You can specify the algorithm arguments:

LBF

lbf gif
  • As a package (replace "algo" and "scenario"):
  from pymarlzooplus import pymarlzooplus
  
  params_dict = {
    "config": "algo",
    "algo_args": {},
    "env-config": "gymma",
    "env_args": {
        "key": "scenario",
        "time_limit": 50,
        "seed": 2024
    }
  }
  
  pymarlzooplus(params_dict)

Find all the LBF arguments in the configuration file pymarlzooplus/config/envs/gymma.yaml.

  • From source (replace <algo> and <scenario>):
    python pymarlzooplus/main.py --config=<algo> --env-config=gymma with env_args.time_limit=25 env_args.key=<scenario>
    
    Before running an experiment, edit the configuration file in pymarlzooplus/config/envs/gymma.yaml.
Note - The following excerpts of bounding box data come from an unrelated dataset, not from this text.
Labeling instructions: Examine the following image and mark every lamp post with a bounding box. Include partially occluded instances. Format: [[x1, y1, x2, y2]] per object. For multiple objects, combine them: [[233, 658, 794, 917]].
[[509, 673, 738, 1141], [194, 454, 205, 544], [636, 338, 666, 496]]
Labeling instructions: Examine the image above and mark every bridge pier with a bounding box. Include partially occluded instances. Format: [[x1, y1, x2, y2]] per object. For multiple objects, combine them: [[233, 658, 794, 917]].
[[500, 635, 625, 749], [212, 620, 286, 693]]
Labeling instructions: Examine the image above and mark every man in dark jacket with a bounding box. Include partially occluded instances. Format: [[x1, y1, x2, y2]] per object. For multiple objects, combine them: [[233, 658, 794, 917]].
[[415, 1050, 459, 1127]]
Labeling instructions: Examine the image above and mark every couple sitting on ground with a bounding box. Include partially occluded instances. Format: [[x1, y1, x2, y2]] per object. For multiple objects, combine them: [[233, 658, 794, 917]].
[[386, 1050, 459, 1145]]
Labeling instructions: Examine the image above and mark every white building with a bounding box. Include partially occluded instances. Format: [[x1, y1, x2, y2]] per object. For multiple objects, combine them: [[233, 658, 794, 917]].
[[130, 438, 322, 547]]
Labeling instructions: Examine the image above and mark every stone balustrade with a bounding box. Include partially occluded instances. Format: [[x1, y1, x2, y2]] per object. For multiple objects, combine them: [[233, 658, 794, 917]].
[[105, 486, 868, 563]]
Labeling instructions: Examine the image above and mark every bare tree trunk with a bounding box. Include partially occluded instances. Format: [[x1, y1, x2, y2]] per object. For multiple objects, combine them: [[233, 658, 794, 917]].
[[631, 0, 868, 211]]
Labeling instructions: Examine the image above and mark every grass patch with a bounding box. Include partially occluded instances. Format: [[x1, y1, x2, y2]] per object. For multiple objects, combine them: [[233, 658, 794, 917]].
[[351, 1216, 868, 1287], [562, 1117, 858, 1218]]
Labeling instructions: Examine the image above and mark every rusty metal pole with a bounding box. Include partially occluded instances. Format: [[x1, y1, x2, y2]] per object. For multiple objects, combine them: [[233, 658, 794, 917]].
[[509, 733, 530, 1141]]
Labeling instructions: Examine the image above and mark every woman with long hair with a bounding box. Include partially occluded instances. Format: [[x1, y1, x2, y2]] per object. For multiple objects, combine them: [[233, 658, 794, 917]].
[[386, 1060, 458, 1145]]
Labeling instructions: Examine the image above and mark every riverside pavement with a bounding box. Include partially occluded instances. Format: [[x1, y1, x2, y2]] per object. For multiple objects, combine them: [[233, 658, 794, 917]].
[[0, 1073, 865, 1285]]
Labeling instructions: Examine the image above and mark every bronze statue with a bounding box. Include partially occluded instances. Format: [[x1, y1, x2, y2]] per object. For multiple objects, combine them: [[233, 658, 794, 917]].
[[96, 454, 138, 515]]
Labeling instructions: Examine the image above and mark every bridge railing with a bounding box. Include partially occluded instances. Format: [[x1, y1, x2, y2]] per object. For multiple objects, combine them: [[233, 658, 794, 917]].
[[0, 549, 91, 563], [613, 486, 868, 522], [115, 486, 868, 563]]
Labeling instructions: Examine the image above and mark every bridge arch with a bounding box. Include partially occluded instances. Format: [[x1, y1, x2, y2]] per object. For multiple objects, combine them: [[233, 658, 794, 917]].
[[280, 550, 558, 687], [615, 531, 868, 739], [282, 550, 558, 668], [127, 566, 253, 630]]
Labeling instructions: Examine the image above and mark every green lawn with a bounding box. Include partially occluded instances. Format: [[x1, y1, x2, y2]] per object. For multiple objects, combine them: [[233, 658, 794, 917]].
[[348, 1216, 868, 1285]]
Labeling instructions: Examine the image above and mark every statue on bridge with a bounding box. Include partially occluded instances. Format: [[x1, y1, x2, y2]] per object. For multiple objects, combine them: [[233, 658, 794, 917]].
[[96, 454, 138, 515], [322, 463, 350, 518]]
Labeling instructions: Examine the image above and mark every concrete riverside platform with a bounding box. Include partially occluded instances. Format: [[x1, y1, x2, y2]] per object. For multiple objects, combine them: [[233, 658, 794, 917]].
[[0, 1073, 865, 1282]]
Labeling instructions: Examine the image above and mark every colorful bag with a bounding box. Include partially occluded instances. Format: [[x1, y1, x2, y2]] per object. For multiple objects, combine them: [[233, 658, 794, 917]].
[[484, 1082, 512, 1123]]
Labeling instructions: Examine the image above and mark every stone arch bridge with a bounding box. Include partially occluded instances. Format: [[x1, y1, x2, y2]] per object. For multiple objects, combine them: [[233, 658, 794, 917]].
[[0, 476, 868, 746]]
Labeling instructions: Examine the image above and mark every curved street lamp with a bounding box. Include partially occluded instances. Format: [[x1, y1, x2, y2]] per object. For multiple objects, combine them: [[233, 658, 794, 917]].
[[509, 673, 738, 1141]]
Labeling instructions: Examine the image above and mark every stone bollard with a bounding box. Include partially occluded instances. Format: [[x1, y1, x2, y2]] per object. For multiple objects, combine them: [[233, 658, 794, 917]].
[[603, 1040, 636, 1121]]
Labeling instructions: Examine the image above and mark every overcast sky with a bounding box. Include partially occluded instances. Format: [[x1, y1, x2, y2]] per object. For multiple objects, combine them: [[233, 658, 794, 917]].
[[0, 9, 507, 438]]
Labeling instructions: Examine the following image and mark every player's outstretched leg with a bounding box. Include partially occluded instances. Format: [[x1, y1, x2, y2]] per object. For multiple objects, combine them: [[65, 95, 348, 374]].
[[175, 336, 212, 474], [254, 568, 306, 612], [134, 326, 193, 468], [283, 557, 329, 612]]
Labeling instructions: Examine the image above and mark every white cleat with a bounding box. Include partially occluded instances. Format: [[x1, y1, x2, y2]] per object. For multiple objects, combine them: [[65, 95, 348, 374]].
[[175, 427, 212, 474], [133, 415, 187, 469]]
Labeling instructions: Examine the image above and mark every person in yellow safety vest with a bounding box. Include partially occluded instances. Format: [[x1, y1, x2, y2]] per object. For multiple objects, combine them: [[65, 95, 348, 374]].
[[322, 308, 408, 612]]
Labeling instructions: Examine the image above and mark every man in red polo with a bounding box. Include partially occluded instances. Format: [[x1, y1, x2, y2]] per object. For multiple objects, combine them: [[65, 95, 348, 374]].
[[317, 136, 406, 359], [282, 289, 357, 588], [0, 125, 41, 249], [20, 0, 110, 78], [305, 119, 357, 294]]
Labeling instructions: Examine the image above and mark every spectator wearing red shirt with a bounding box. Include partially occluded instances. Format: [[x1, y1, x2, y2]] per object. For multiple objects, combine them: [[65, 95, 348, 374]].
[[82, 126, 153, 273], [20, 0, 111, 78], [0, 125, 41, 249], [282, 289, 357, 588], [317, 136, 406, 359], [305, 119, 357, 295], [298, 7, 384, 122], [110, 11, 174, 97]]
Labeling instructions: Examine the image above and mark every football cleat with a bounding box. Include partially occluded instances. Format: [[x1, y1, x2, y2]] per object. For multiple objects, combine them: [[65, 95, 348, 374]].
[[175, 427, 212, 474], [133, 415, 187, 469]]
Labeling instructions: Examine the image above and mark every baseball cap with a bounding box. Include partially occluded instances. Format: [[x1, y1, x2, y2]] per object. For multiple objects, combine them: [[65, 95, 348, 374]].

Available scenarios (replace "scenario" or <scenario>) we run experiments (our experiments were conducted with v2):

  • "lbforaging:Foraging-4s-11x11-3p-2f-coop-v2" / "lbforaging:Foraging-4s-11x11-3p-2f-coop-v3",
  • "lbforaging:Foraging-2s-11x11-3p-2f-coop-v2" / "lbforaging:Foraging-2s-11x11-3p-2f-coop-v3",
  • "lbforaging:Foraging-2s-8x8-3p-2f-coop-v2" / "lbforaging:Foraging-2s-8x8-3p-2f-coop-v3",
  • "lbforaging:Foraging-2s-9x9-3p-2f-coop-v2" / "lbforaging:Foraging-2s-9x9-3p-2f-coop-v3",
  • "lbforaging:Foraging-7s-20x20-5p-3f-coop-v2" / "lbforaging:Foraging-7s-20x20-5p-3f-coop-v3",
  • "lbforaging:Foraging-2s-12x12-2p-2f-coop-v2" / "lbforaging:Foraging-2s-12x12-2p-2f-coop-v3",
  • "lbforaging:Foraging-8s-25x25-8p-5f-coop-v2" / "lbforaging:Foraging-8s-25x25-8p-5f-coop-v3",
  • "lbforaging:Foraging-7s-30x30-7p-4f-coop-v2" / "lbforaging:Foraging-7s-30x30-7p-4f-coop-v3"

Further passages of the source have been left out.